祭壇などのハードや読経という装置がない直葬は、
葬儀担当者の存在がむき出しになります。
だから葬儀担当者の善し悪しが直葬の評価に直結します。
直葬でも担当者のホスピタリティやスキルを発揮する機会はいくらでもあります.
当然顧客満足を与えることは十分可能です。

本音としては安い葬儀は儲からないからイヤなのでしょうか?
しかしその一方でお金が無い人の葬儀を無料で行ったというエピソード
「いい話」として紹介されます。

それもおかしい。

自分の仕事に矜持があるなら無料でやってはいけません。
プロとしてレベルの高い仕事をして、適切な対価として報酬を受け取るべきです。
これは全然「いい話」なんかじゃないです。

(タダでお葬式をしたい方はこの本「葬儀秘録」を持参してこの葬儀屋さんを訪れてはいかがでしょうか?)

初対面の遺族に向かって
「私をただの葬儀社の人間だという接し方をしないでください。
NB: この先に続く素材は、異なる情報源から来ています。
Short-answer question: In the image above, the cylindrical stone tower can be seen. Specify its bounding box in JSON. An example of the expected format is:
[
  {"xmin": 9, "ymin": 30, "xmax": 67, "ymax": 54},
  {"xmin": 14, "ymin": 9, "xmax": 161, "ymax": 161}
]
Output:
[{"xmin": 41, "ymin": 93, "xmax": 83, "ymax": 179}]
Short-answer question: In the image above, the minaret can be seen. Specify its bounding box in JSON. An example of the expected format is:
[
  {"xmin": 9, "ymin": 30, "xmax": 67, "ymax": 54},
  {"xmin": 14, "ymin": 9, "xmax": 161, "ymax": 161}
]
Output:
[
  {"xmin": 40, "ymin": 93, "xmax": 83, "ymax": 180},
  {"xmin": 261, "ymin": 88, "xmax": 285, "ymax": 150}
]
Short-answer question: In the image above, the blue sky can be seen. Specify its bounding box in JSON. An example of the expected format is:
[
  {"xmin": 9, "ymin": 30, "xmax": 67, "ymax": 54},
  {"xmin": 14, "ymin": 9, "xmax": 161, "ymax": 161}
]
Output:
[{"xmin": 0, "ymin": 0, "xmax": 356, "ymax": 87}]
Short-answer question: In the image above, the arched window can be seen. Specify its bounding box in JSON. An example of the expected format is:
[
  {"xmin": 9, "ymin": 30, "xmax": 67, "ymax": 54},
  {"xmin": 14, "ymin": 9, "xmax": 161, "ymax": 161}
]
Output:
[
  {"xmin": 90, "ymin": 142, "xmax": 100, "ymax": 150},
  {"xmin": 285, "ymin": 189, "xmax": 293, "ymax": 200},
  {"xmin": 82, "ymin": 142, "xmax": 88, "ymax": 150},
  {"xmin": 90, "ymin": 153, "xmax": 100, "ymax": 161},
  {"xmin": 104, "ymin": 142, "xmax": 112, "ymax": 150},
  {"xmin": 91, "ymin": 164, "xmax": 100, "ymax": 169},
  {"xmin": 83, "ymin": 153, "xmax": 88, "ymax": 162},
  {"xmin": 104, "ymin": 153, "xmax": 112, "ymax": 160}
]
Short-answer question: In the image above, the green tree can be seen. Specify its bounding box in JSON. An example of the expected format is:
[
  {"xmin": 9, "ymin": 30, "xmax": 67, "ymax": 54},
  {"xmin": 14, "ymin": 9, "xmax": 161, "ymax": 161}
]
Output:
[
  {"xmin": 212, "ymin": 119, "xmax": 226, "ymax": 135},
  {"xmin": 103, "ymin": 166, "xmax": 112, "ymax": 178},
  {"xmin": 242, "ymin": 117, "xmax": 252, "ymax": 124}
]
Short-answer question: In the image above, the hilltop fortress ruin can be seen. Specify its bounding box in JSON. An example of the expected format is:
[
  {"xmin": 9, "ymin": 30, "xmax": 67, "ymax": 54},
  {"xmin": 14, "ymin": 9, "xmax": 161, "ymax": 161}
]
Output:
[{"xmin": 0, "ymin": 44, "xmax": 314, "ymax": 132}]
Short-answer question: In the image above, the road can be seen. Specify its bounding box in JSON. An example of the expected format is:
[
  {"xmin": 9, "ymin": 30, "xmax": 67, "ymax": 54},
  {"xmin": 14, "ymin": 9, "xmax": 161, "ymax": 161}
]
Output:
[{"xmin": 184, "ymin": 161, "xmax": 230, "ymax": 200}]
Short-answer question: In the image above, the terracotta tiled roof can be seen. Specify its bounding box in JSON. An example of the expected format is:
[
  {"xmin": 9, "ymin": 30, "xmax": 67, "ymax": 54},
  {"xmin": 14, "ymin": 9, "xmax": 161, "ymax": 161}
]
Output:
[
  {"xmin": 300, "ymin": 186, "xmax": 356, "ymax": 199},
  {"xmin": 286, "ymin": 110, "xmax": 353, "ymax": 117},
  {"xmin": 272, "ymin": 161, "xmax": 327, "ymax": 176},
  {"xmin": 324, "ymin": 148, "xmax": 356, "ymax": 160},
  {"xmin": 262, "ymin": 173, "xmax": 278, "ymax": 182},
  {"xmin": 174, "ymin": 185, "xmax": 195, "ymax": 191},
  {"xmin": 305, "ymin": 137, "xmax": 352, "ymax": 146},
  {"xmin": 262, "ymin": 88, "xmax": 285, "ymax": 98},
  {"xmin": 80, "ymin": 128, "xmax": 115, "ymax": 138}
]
私は葬儀を良く知っている遠い親戚の者だと思ってください」
これまで何百という葬儀の担当をしてきましたが、必ず言ってきました。

これは図々しいと思います。
「葬儀を良く知っている遠い親戚の者」として、遺族に思われたいというのは構いません。
それを会ってすぐに遺族に要求するという神経が私には理解できません。
そういうことは仕事ぶりで語るべきではありませんか?
葬儀が終わって
そんなとき、私は「今日で私はみなさんともうお会いしません。もう私のことをいっさい忘れていただきたい」と言います。「私もみなさんのことを忘れますので、今日でさようなら」そう言って帰ります。
だってそうでしょう。私は葬儀社の人間です。
葬儀社といつまでも知り合いでいることや、次があること自体よろしくないことです。私と繋がっていることは、良くないことだと思います。
困ったときだけの山田でありたい。何かあったときだけ、山田を思い出してくれればいい話です。
平静は、山田がいたことなど思い出して欲しくないのです。
やっぱり楽しく明るく生きてもらいたいと思います。
私はこの考え方に同意できません。
この人、失礼ながらやっぱり葬儀屋としての矜持が足りないと思うのです。
「葬儀はイヤなことであり、葬儀屋はイヤな存在であり、肉親の死をきれいさっぱり忘れることが、幸せ」という考え方が根底にあるからこんな言い方になるのではないでしょうか。
心のどこかで葬儀屋のことを卑しいと思っているのではないですか?

申し訳ないですが、
葬儀が終わって数ヶ月経って、故人の死を悲しみながらもそこから立ち直ろうとしている様子がつづられている手紙を御遺族からもらうのは
自分が葬儀屋をやっていて良かったと思う瞬間です。

それにしても名古屋で葬儀屋さんが書いた本が続けて出版されたのは
 ティアの冨安氏 の影響でしょうか。
しかし一柳氏の本といい、この「葬儀秘録」といい
後追いで本を出しといて、
冨安氏の著作と比べて格段に低レベルだと思います。
そしてそのことに無自覚なのが致命的。

この「葬儀秘録」を読むと
名古屋でティアさんが躍進を続けている理由がなんとなく分かる気がします。

追記
著者として本を出版した以上、
本の購入者に作品を論評されるのは当然予想されていると思います。
しかし一方で本職の物書きでない人にとって、
いろいろ論評されるのは厭なものだというのは私も十分理解しております。
この文章は別に著者を困らせることが目的ではありませんので、
要望が有れば希望箇所を削除するのはやぶさかではないことを、
お断りしておきます。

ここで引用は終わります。